CVE-2017-17286

Name of the Vulnerable Software and Affected Versions: Huawei AR120-S versions V200R005C32 through V200R008C30 Huawei AR1200 versions V200R005C32 through V200R008C30 Huawei AR1200-S versions V200R005C32 through V200R008C30 Huawei AR150 versions V200R005C32 through V200R008C30 Huawei AR150-S versions V200R005C32 through V200R008C30 Huawei AR160 versions V200R005C32 through V200R008C30 Huawei AR200 versions V200R005C32 through V200R008C30 Huawei AR200-S versions V200R005C32 through V200R008C30 Huawei AR2200 versions V200R006C10 through V200R008C30 Huawei AR2200-S versions V200R005C32 through V200R008C30 Huawei AR3200 versions V200R005C32 through V200R008C30 Huawei AR3600 versions V200R006C10 through V200R008C20 Huawei AR510 versions V200R005C32 through V200R008C30 Huawei NetEngine16EX versions V200R005C32 through V200R008C30 Huawei SRG1300 versions V200R005C32 through V200R008C30 Huawei SRG2300 versions V200R005C32 through V200R008C30 Huawei SRG3300 versions V200R005C32 through V200R008C30

Description: The issue is an out-of-bound write vulnerability due to insufficient input validation.

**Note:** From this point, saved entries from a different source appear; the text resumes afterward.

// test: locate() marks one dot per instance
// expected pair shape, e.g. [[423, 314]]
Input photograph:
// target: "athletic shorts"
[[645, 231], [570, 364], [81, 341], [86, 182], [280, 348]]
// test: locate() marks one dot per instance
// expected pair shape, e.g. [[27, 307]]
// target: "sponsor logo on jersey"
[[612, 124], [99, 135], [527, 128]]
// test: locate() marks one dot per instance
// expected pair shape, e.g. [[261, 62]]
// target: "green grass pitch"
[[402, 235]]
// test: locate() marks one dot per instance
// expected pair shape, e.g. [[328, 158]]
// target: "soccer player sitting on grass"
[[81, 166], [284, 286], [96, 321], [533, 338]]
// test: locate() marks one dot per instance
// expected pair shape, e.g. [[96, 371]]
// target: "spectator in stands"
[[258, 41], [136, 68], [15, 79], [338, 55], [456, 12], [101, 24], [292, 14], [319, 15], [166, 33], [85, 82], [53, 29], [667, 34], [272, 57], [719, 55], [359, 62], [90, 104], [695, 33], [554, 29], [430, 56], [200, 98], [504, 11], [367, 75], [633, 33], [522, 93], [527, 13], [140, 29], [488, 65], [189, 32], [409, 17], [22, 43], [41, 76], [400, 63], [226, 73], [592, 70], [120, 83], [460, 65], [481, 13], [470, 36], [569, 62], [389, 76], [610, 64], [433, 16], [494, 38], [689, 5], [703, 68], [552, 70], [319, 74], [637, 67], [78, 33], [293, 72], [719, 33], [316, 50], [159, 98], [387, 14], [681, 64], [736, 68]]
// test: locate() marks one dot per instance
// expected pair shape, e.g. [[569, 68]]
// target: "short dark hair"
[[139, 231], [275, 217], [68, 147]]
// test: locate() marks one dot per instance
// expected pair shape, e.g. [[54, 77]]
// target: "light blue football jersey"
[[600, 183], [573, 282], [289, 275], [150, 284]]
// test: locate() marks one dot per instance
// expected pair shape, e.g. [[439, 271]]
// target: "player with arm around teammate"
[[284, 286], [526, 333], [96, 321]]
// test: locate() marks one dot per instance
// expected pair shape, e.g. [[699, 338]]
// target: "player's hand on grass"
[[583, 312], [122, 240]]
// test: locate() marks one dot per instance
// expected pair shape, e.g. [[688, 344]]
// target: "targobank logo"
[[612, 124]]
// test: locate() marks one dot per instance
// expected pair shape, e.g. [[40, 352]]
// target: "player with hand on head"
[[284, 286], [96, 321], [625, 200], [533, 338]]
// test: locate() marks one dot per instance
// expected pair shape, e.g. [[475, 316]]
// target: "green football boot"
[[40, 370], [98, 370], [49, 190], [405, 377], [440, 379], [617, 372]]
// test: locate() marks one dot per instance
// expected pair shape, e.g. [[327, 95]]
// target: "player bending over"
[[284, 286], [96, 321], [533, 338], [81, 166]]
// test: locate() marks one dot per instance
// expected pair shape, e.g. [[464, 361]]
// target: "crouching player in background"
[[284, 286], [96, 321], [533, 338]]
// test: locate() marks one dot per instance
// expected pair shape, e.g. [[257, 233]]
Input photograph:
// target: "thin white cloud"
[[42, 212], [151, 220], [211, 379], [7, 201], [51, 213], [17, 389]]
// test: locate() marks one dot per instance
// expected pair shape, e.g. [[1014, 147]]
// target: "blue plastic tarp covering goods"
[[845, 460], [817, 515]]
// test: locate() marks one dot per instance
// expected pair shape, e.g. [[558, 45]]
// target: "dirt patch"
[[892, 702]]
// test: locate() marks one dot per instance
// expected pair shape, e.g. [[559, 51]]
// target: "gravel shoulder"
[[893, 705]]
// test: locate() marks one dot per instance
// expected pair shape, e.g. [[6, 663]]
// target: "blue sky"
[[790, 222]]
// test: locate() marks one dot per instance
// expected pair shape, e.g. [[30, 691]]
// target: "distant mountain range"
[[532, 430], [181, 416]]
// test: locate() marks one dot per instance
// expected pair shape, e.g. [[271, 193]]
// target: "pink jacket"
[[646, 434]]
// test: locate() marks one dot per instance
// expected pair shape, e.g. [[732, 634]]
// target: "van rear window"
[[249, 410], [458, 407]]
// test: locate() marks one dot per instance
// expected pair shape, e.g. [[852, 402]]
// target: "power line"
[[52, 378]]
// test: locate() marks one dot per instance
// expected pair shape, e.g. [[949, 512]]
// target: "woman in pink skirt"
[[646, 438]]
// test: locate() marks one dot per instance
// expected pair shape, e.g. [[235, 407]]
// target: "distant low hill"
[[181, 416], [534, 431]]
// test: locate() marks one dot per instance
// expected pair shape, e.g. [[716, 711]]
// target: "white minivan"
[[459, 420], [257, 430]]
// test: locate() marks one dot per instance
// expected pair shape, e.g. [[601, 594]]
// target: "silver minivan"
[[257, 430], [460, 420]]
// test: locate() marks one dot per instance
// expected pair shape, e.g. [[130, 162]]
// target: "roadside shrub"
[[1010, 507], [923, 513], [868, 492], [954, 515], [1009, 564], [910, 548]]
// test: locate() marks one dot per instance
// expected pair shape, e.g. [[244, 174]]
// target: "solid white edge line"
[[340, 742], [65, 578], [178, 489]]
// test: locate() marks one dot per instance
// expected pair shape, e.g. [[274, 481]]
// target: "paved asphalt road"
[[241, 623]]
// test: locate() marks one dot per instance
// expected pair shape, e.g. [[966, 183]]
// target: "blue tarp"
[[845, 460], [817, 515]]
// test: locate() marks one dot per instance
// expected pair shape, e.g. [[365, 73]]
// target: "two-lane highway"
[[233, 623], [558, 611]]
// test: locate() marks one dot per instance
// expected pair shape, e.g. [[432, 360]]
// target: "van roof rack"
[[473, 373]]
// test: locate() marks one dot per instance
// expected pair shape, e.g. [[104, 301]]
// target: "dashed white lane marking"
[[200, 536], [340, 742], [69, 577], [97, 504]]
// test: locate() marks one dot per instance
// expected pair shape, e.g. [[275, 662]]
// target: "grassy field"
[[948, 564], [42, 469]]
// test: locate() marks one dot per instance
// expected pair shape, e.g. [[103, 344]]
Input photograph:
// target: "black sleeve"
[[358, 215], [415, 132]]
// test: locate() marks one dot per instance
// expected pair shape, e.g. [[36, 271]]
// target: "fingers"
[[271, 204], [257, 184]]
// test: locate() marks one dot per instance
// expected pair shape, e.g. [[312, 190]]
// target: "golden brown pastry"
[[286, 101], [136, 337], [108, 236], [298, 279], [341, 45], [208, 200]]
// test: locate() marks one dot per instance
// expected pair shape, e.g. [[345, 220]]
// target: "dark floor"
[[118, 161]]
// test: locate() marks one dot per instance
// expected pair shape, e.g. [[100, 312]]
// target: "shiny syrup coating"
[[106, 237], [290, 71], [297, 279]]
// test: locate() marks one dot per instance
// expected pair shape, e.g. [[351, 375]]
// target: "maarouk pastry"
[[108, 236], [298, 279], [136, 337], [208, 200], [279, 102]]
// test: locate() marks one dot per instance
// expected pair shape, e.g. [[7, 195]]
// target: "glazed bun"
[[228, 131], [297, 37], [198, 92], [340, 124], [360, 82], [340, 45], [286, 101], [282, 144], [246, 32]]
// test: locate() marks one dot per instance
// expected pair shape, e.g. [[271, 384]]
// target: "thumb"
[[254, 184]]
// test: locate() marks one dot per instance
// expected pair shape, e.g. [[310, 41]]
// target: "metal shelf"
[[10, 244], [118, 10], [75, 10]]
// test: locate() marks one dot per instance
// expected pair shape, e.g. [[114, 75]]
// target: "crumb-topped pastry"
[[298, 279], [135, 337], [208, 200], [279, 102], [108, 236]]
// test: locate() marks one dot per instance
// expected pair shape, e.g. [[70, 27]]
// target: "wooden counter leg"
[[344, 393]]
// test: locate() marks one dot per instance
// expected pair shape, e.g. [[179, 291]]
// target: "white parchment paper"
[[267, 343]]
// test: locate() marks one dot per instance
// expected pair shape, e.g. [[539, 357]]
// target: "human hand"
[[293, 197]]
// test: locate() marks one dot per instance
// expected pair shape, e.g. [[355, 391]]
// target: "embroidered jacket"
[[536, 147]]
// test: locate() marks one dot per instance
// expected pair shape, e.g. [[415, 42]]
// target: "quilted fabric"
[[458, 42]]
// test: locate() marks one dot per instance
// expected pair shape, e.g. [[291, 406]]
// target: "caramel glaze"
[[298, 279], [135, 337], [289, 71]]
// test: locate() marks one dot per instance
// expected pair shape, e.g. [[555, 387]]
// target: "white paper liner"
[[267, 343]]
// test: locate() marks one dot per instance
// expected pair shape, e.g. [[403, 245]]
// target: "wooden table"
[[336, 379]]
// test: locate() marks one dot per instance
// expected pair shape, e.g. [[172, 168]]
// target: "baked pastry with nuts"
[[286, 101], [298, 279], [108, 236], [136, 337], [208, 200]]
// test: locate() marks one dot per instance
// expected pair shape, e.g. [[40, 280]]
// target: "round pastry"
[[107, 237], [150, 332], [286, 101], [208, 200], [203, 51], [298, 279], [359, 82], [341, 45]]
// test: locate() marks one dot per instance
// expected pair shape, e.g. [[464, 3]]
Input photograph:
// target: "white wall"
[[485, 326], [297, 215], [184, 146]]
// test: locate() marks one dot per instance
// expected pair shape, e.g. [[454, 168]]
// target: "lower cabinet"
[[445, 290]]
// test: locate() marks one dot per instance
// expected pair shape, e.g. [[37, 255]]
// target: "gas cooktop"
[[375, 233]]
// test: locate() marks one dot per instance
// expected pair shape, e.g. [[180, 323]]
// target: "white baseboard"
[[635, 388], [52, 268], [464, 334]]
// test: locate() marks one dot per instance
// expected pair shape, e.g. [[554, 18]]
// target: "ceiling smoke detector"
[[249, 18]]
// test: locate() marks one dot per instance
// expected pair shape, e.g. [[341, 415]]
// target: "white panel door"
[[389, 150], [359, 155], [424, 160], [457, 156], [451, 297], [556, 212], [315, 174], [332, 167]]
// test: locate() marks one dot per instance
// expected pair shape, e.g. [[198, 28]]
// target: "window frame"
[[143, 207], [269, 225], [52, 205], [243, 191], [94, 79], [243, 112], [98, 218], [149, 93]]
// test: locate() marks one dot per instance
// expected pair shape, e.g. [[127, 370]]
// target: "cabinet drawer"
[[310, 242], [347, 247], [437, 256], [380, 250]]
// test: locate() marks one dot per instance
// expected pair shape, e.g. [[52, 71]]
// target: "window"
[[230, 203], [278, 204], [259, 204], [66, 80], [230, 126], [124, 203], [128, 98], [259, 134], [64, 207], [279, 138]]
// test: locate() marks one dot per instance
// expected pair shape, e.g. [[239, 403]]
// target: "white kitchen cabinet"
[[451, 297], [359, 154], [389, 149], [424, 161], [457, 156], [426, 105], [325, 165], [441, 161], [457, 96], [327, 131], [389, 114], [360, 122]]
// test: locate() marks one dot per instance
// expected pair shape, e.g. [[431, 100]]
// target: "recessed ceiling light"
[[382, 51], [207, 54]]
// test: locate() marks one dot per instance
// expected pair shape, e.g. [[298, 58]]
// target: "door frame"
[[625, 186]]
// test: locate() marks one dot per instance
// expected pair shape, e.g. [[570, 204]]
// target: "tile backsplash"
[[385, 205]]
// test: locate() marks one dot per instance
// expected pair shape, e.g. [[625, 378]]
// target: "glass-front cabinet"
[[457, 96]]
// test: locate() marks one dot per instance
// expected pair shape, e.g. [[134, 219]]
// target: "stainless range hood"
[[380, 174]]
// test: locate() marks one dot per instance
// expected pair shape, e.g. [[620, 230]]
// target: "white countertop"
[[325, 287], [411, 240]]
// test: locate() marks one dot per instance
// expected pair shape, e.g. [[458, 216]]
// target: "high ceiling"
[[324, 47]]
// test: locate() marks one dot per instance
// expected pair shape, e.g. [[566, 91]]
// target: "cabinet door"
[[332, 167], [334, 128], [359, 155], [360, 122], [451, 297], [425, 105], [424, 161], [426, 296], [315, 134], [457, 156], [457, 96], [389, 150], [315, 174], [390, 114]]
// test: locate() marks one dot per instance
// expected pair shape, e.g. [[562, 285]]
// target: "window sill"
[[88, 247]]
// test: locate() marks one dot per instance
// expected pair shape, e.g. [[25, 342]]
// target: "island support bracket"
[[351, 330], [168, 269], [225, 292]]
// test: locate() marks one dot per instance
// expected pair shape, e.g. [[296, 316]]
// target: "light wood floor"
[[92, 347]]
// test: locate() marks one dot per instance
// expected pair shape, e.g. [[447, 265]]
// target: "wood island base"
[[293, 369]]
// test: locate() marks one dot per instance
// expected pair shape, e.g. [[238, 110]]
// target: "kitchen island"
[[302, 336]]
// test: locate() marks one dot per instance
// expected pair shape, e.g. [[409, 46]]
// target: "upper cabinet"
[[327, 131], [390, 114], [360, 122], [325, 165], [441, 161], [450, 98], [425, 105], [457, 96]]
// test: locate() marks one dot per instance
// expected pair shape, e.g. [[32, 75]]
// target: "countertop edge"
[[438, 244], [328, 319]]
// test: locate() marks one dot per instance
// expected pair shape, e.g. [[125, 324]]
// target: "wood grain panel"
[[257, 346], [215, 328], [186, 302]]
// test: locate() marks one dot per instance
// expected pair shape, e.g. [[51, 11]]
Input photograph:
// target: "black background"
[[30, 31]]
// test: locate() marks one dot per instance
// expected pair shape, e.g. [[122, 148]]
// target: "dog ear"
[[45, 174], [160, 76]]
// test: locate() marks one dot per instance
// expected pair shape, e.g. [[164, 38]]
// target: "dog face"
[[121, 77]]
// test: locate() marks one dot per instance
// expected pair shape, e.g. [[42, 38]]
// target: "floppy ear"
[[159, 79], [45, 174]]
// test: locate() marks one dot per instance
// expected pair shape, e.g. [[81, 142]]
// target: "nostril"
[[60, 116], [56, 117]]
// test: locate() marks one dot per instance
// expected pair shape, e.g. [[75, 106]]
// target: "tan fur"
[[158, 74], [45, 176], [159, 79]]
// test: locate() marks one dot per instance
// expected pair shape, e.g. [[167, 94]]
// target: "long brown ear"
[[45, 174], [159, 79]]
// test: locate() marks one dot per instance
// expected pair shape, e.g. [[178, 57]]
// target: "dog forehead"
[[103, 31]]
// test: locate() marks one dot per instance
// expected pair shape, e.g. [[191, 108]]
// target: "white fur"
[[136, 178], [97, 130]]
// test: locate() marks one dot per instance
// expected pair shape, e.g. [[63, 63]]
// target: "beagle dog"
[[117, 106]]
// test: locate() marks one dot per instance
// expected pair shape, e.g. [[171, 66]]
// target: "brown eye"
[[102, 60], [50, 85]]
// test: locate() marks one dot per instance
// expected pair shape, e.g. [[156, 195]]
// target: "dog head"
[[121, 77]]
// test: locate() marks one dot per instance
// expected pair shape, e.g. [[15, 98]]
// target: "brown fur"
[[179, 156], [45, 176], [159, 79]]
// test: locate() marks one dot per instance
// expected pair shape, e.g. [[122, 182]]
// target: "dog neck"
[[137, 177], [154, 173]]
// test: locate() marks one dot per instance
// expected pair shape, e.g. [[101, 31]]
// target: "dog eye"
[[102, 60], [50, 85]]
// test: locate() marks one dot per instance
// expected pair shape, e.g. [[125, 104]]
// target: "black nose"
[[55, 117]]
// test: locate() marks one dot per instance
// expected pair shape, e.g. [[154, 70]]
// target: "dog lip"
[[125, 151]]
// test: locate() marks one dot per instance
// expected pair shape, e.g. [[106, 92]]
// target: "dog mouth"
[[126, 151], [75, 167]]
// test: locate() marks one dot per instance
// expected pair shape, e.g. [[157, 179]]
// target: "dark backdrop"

A remote, unauthenticated attacker may craft an encryption key to the affected products, potentially causing a buffer overflow and services to become abnormal.

Recommendations: For all affected versions, apply the necessary security patches or updates to fix the out-of-bound write vulnerability. As a temporary workaround, consider restricting access to the affected products until a patch is available. Avoid using the affected encryption key in the affected products until the issue is resolved. At the moment, there is no information about a newer version that contains a fix for this vulnerability.